Harry and wife Cindee decided to go public with his affliction to help educate and support other men throughout the nation—with a message of encouragement, support and comfort. With most men not knowing a great deal about the disease, he wanted to convey the fact that sixty-five percent of all prostate cancers are diagnosed in men over the age of 65. Experts recommend that all men age 50 and older have a PSA (prostate-specific antigen) test and digital rectal exam (DRE). Men in high-risk groups, like African-Americans and those with a family history of prostate cancer, should commence testing at age 45.

Welch utilized resources at his disposal to get the message out to a broader audience. Steve Fryer of the Orange County Register, Eric Sondheimer of the Los Angeles Times and Baxter Holmes of ESPN.com, along with networks such as Fox Sports and ESPN, provided valuable media support about the cause. This included newspaper articles, online stories and television broadcast segments. Before long, the Welch household was receiving calls from around the nation from men for information, advice and encouragement.

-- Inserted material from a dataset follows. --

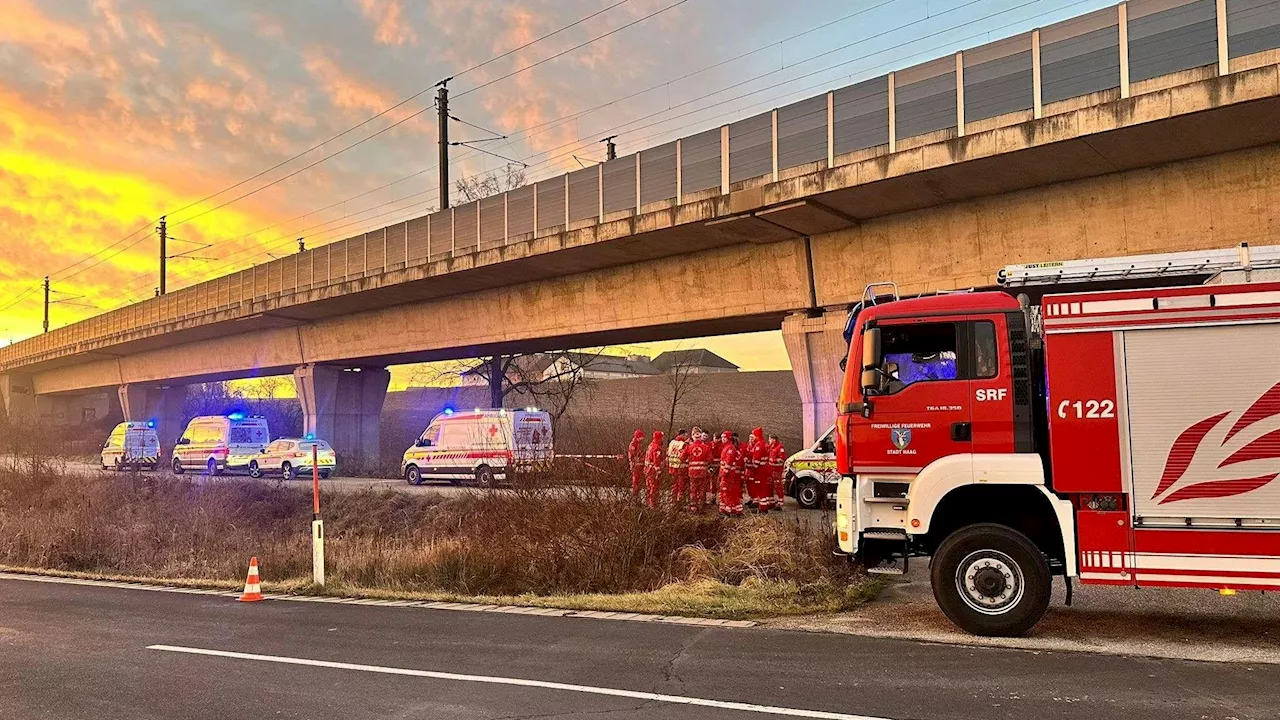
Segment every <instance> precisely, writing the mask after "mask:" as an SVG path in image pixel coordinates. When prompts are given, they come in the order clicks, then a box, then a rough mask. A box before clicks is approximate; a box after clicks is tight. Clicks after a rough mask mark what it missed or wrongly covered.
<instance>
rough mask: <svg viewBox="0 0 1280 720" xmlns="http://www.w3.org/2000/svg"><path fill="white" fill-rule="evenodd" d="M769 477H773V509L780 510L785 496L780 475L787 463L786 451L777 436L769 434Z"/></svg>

The following September (2011), Episode 5 of "Tough Knocks" featured Welch and his Santa Margarita team taking part in Prostate Cancer Awareness Month. Eagle's players, faculty members and club staff wore light blue wristbands as part of the effort to raise awareness about the disease. The focal point was Welch's own battle a year prior with prostate cancer

==Personal life==
Welch is married to wife Cindee and he has two daughters, Lisa St. John and Julie Adam, and five grandchildren, Nicholas, Nathan, Kara, Evan and Riley. He enjoys watching sporting events, reading, travelling, entertaining friends, fine dining at local restaurants and walking his St. Bernard named Murphy. In addition, he assists the Athletic Information Director at Santa Margarita, Chuck Nan, with research on prep sports history in Southern California. Welch lives close to Santa Margarita campus in the community of Coto de Caza.